What happens when the dullness of academia is countered by the thrill of Bollywood? What happens when the dire state of women’s workforce participation in India is analysed through one of the biggest icons that Indian cinema has ever produced? The answer to both is Shrayana Bhattacharya’s authorial debut Desperately Seeking Shah Rukh: India's Lonely Young Women and the Search for Intimacy and Independence, which was released last November.
Exploring all these questions and more with fellow conversationalist Mohua Chatterjee, Bhattacharya, an economist at the World Bank’s social protection and labour unit for South Asia, kept the audience rapt in the latest session of An Author’s Afternoon, organised by Prabha Khaitan Foundation at Taj Bengal, in association with Shree Cement Limited, with My Kolkata as digital partner.
Writing as a form of rebellion
Talking about her initiation into the world of writing, Bhattacharya admitted that she had written throughout her life as a hobby and never received any training for it. But when she realised that the academic method of research was hardly capturing the reality of women in India and was also excluding them from important conversations around the economy, writing became her tool to rebel against how economics is taught and written. Popular culture allowed her the window into the lives of women who had been worn out by the spuriousness of academic research and the subsequent inaction. “My grandmother was a very important influence in my life because she was surrounded with all these economists who were always men and who talked in a language about her life in a way that she could never enter the conversation. She would ask me: ‘Why is it that the subject thrives on being absolutely inaccessible?’ Economics isn’t just about men in suits discussing the economic climate, the economy is actually all of us gathered here,” said the author.

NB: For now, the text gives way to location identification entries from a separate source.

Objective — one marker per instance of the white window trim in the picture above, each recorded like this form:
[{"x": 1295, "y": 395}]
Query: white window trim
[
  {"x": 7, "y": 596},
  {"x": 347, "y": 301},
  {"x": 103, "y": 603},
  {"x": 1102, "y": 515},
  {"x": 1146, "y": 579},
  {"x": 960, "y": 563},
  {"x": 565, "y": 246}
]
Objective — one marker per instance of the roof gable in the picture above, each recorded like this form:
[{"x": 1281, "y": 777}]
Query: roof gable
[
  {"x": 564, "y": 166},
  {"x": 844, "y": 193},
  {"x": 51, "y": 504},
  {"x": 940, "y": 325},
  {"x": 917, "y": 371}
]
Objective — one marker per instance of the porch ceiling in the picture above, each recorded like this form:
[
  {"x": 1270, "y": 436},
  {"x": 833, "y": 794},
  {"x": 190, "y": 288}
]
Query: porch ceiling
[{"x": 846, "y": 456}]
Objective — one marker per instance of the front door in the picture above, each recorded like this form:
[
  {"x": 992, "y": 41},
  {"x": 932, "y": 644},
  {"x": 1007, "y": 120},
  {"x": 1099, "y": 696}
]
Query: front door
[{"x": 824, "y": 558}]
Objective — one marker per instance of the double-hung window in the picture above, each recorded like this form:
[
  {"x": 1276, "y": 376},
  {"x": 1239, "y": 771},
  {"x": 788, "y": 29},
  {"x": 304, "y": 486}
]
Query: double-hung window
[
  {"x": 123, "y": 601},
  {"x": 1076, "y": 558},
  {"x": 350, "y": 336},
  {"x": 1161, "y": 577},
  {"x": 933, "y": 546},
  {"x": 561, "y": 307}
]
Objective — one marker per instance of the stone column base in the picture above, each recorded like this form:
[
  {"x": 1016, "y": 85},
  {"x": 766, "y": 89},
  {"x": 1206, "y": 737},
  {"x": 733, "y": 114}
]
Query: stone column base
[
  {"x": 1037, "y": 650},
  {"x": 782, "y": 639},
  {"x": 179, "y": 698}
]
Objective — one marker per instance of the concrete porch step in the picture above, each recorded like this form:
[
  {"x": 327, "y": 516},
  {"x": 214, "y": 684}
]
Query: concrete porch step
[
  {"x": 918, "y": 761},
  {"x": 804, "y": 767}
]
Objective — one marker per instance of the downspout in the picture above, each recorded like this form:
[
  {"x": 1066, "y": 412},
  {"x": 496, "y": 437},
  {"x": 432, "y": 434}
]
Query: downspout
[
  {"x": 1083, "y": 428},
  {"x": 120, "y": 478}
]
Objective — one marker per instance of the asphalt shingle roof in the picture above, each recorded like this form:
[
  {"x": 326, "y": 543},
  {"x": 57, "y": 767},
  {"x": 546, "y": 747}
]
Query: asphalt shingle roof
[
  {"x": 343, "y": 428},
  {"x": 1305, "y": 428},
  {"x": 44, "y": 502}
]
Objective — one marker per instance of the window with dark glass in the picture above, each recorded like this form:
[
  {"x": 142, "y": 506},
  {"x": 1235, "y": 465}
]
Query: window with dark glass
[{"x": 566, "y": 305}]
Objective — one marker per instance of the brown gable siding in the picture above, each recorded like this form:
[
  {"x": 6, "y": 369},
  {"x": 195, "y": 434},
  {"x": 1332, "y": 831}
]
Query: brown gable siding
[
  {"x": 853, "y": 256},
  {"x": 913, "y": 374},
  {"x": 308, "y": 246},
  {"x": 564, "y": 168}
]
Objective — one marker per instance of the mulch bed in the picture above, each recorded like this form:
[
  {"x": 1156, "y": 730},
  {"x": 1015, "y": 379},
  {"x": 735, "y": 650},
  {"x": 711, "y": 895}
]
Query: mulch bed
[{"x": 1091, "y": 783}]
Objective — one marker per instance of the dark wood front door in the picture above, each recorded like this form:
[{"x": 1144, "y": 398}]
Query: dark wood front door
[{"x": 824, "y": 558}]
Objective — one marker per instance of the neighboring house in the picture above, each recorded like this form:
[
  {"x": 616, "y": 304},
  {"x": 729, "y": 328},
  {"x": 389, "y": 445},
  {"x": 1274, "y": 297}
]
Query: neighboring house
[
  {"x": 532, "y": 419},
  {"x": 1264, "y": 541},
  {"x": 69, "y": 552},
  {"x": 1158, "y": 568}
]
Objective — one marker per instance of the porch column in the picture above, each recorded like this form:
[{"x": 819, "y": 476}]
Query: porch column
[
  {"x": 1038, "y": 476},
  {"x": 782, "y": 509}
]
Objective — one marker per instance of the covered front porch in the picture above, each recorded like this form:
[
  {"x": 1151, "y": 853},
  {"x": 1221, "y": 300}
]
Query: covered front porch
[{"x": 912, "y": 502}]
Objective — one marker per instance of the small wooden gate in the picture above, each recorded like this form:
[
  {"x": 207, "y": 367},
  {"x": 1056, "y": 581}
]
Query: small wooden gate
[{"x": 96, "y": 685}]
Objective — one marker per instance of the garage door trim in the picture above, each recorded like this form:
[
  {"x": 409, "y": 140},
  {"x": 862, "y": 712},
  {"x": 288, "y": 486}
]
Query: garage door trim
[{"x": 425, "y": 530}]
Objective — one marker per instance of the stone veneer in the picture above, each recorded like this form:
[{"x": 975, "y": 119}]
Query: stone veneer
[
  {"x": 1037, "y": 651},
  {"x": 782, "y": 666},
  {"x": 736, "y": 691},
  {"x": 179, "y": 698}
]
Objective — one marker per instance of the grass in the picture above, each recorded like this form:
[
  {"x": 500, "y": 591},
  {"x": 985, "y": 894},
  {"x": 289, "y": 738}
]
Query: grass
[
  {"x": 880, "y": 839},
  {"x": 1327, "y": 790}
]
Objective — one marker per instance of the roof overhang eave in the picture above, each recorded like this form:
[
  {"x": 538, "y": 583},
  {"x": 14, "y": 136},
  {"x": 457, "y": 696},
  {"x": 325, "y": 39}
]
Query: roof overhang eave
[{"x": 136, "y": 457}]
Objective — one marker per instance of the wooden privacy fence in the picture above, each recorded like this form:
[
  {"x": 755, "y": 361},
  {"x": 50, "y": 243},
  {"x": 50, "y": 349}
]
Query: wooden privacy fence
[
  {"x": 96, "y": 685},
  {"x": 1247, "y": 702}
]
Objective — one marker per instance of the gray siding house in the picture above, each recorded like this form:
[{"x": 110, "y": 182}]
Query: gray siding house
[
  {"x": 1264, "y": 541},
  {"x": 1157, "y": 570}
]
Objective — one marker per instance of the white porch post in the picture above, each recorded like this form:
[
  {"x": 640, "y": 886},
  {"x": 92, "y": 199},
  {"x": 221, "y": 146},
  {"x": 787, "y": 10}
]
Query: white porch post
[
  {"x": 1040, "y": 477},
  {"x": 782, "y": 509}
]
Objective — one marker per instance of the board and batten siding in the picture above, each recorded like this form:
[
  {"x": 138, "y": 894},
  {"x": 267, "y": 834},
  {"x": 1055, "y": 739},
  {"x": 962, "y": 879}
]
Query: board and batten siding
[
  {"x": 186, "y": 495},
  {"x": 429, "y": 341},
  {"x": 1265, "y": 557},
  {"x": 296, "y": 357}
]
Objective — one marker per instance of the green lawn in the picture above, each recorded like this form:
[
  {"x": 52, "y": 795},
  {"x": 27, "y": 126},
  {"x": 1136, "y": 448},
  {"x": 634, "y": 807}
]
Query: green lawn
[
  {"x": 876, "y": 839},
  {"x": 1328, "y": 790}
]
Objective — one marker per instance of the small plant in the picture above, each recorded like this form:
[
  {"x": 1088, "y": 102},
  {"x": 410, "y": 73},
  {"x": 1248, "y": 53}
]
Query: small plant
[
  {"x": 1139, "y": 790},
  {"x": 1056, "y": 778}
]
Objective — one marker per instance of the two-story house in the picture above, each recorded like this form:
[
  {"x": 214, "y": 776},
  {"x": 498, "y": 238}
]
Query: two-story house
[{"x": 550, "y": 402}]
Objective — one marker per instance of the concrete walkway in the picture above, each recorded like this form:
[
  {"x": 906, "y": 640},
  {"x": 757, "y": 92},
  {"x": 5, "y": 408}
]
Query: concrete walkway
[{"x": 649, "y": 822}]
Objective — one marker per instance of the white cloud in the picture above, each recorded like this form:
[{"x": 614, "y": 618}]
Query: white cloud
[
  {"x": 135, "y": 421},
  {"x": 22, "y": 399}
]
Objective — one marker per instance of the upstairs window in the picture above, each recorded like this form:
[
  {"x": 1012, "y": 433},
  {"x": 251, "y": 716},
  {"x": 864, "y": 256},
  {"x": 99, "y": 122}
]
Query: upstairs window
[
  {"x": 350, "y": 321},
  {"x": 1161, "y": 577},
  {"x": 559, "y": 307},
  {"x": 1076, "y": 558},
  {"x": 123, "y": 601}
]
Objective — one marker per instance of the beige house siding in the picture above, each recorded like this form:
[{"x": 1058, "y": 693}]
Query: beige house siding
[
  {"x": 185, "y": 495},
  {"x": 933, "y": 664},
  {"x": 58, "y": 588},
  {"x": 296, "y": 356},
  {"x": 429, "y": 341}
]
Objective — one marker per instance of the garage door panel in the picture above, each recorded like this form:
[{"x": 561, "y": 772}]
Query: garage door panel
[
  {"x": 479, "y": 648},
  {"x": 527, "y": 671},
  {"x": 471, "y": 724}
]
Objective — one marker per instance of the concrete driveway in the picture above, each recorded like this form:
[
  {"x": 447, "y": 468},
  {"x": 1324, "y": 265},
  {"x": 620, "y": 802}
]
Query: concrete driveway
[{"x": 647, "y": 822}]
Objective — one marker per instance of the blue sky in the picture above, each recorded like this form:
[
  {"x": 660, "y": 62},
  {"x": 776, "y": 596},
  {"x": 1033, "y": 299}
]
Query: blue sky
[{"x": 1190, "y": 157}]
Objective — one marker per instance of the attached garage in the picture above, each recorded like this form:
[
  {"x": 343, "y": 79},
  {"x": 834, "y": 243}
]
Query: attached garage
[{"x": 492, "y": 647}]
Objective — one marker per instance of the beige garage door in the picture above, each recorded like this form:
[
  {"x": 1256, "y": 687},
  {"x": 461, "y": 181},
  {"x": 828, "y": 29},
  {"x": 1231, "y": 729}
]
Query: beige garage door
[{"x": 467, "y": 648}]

Shah Rukh Khan, the man and the metaphor
It was while conducting a survey on women who were agarbatti and garment workers that Bhattacharya saw the lacunae in traditional research methodologies. The women were not interested in answering the same set of questions they had been asked to answer several times in the course of their lives. Instead, much to the author’s surprise, they were interested in talking about Shah Rukh Khan. However, it was not just the actor that the women talked about. Khan became a metaphor for women aspiring for financial independence. Women from different strata of the society were not talking about marrying the actor. Instead they were talking about “looking for men who’d be reciprocal and supportive in building a family and society that would value the sort of work they do,” observed Bhattacharya. In Bhattacharya’s book, Khan does not remain an icon; he becomes a prism through which the author explores the lives of the women who are united in their aspirations and adoration for the actor.
The unaccounted for contributors to India’s GDP…and how it all starts with men
“There’d be no GDP without women. Who’s raising our workforce? Who’s feeding them and taking care of them? In India, 64% of women’s work is unpaid,” highlighted Bhattacharya. Elaborating further, she added that there are countries which value women’s labour through infrastructure and policy, even if not monetarily. But India is miles behind when it comes to acknowledging women’s work and that a significant chunk of the problem lies with Indian men. “When we start talking about women’s issues, men become reluctant. They are also reluctant to help with household work, resulting in a world where women are stuck in low-paid or unpaid jobs at home…Women not only pay higher taxes for living alone but also pay an emotional tax because they are made to feel isolated and judged for desiring a life outside the home,” explained Bhattacharya.
Discussing the importance of men’s role in changing the plight of India’s women workforce participation, Bhattacharya said: “We need to have very serious conversations around ideas of masculinity and how boys see themselves. Lots of men who read non-fiction, including stuffy history books, hear Shah Rukh and gender and think it’s a girls’ book. There’s a dismissal of women’s struggles and enthusiasm. That needs to change.”
The anxiety of ‘making it’
Recounting the privileges of most upper-caste, upper-class women, the author pointed out that there are “many of us who come from the top 10 per cent of the population, who lead comfortable lives. But the difference between the top one per cent and the rest is very high”.
The one per cent are propertied and the rest of the nine per cent are salaried, leading to a sense of anxiety among the latter to “make it in life”. Shah Rukh represents that desire to “make it”, that aspiration. “All the women in the book are all trying to own a home to have that sense of stability and none of them actually comes from property. SRK struggled with rentals and built Mannat, which is why all these women stand outside Mannat and stare at that house,” said Bhattacharya.
The event came to a close with a question and answer session with the audience, followed by the felicitation of Bhattacharya and Chatterjee by Pooja Poddar.